Kasia and I paddle for awhile until we reach the very center of Lake Wabaunsee. For a moment, we stop and drift. Then I get an idea.
“Let’s swing our boats around, parallel to each other,” I say. “We can look at the sunset—together.”
Kasia agrees to my idea—and when we rear our kayaks around, we are rewarded. The lower half of the horizon is a pale yellow, which rises and fades into a powder blue that grows deeper and darker with altitude. The sun descends just beneath the center of the west; it is a swirling blend of orange and red, like a peach, and just as soft—and I feel a solid, joyful peace and think that this is what Dostoyevski meant when he wrote “beauty will save the world.”
“Well,” Kasia says. “It’s going to get dark soon. We better get back.”
I consider this unacceptable. I reach over and pull her kayak close to mine. I keep my hand on the side of her kayak to keep our two boats flush up against one another, and to steady us, so that neither of us flips over. I slide my paddle under a strap on the top of the kayak. I stretch out my left hand awkwardly, in a gesture that is a kind of half-yawn.
“Well, you know,” I say, as un-smoothly as it is about to sound. “I can’t let this opportunity pass by.”
“What opportunity?” Kasia asks.
“Oh, come on!” I say.
She shakes her head good-naturedly.
“Well, so much for spontaneity,” she says. “Why don’t you just have a countdown?”
I laugh. We laugh. And then in full George Costanza fashion, I say,
“Well, fine! That’s what I’ll do! 3…2…1!”

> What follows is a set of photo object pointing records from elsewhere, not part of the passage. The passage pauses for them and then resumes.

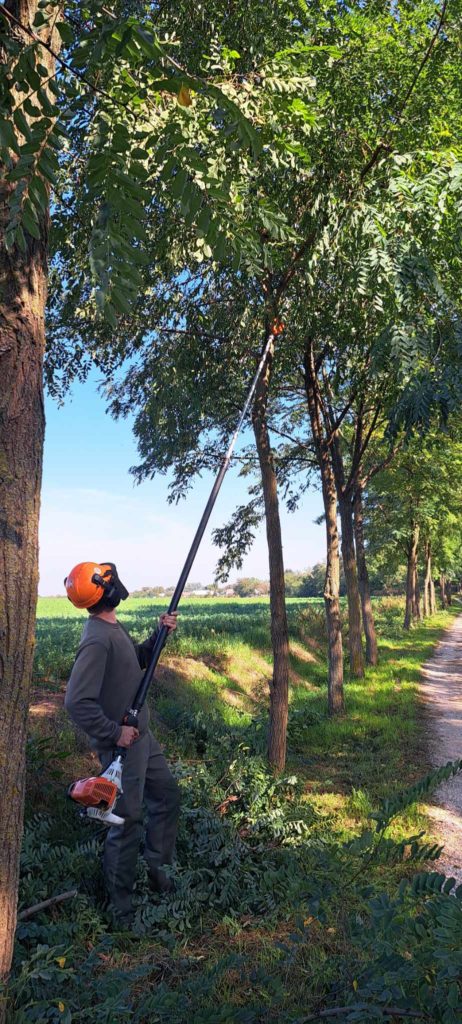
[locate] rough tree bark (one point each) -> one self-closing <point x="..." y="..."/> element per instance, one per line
<point x="332" y="586"/>
<point x="363" y="580"/>
<point x="344" y="498"/>
<point x="412" y="550"/>
<point x="23" y="297"/>
<point x="432" y="598"/>
<point x="279" y="687"/>
<point x="416" y="603"/>
<point x="427" y="581"/>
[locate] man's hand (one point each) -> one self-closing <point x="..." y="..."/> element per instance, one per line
<point x="170" y="621"/>
<point x="127" y="736"/>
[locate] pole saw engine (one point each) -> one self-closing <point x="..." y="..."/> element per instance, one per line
<point x="97" y="796"/>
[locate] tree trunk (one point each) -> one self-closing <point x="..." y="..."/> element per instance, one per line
<point x="279" y="687"/>
<point x="416" y="604"/>
<point x="413" y="548"/>
<point x="427" y="582"/>
<point x="23" y="292"/>
<point x="432" y="598"/>
<point x="363" y="580"/>
<point x="352" y="590"/>
<point x="332" y="585"/>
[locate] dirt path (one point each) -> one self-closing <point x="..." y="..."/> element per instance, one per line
<point x="442" y="689"/>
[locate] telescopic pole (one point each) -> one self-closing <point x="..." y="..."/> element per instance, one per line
<point x="161" y="638"/>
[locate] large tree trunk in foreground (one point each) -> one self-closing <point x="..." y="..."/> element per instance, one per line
<point x="22" y="430"/>
<point x="279" y="687"/>
<point x="413" y="547"/>
<point x="352" y="590"/>
<point x="23" y="296"/>
<point x="363" y="580"/>
<point x="332" y="585"/>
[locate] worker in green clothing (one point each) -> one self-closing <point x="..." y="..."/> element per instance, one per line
<point x="103" y="681"/>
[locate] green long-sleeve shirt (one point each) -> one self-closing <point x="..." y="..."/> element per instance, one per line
<point x="103" y="681"/>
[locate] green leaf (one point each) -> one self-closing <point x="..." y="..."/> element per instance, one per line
<point x="7" y="136"/>
<point x="32" y="109"/>
<point x="38" y="189"/>
<point x="22" y="123"/>
<point x="179" y="182"/>
<point x="30" y="221"/>
<point x="66" y="32"/>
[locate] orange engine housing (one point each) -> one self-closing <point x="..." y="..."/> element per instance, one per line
<point x="95" y="792"/>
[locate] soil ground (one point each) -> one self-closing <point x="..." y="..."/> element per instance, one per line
<point x="442" y="690"/>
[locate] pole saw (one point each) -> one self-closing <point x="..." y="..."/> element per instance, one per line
<point x="97" y="795"/>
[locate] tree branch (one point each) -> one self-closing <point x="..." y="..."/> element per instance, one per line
<point x="46" y="902"/>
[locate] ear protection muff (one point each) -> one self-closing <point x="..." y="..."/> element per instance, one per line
<point x="115" y="592"/>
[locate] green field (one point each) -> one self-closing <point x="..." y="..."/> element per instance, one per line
<point x="266" y="923"/>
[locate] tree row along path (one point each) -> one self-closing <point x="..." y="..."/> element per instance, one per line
<point x="442" y="689"/>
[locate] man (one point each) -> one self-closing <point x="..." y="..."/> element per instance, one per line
<point x="103" y="681"/>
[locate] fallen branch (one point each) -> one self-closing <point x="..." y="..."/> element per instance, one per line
<point x="46" y="902"/>
<point x="385" y="1011"/>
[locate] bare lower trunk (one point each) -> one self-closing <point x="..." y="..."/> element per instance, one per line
<point x="413" y="547"/>
<point x="363" y="580"/>
<point x="23" y="297"/>
<point x="352" y="590"/>
<point x="427" y="582"/>
<point x="416" y="605"/>
<point x="332" y="586"/>
<point x="279" y="687"/>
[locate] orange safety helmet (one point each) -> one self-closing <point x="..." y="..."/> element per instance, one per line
<point x="81" y="585"/>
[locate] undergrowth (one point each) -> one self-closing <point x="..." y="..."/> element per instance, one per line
<point x="294" y="895"/>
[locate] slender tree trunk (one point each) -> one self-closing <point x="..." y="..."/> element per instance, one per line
<point x="23" y="297"/>
<point x="332" y="585"/>
<point x="352" y="590"/>
<point x="427" y="582"/>
<point x="413" y="548"/>
<point x="432" y="598"/>
<point x="416" y="605"/>
<point x="279" y="687"/>
<point x="363" y="580"/>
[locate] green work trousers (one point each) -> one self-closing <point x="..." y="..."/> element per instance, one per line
<point x="145" y="779"/>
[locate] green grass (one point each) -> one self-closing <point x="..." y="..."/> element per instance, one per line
<point x="219" y="662"/>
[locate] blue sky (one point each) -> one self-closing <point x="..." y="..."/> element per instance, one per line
<point x="91" y="508"/>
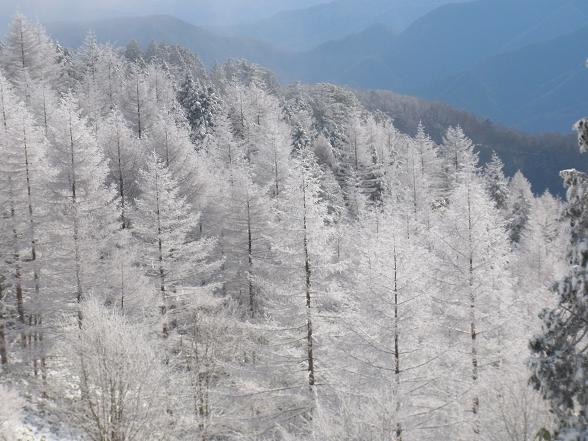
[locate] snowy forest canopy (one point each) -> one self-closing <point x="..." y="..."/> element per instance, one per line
<point x="205" y="255"/>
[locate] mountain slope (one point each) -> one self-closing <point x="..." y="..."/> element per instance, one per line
<point x="209" y="46"/>
<point x="540" y="158"/>
<point x="540" y="87"/>
<point x="446" y="41"/>
<point x="304" y="29"/>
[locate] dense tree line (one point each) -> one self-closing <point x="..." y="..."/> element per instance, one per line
<point x="206" y="255"/>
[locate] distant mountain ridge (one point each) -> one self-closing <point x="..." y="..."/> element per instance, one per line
<point x="541" y="86"/>
<point x="209" y="46"/>
<point x="485" y="57"/>
<point x="305" y="28"/>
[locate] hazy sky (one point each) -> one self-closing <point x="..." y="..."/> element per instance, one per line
<point x="203" y="12"/>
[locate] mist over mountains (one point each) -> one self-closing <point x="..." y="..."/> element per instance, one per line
<point x="474" y="55"/>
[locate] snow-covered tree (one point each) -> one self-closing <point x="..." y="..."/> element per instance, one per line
<point x="558" y="357"/>
<point x="121" y="383"/>
<point x="518" y="206"/>
<point x="165" y="224"/>
<point x="497" y="184"/>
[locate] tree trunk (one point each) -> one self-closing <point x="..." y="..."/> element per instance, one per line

Still steadying the kayaks, I lean over and kiss her. It is a soft, tender kiss, and one that makes me feel like we’ve raced miles ahead in our journey to get to know each other well. I am thankful she is letting me in. And dozens of random thoughts and images fill my head: I think of C.S. Lewis’s quote that, “eros will have naked bodies, but friendship will have naked personalities.” I imagine the part in the Coldplay video “Fix You,” when the energetic, driving guitar solo kicks in and the lead singer begins to run through the streets. I picture John Cusack standing in front of his car, holding a boom box over his head that blasts Peter Gabriel’s “In Your Eyes”—my favorite scene from Say Anything, a 1980’s romantic comedy. For a time, I am lost in thought, and then I pull back, not knowing how long we’ve kissed.
But I know it is the best kiss I’ve ever had.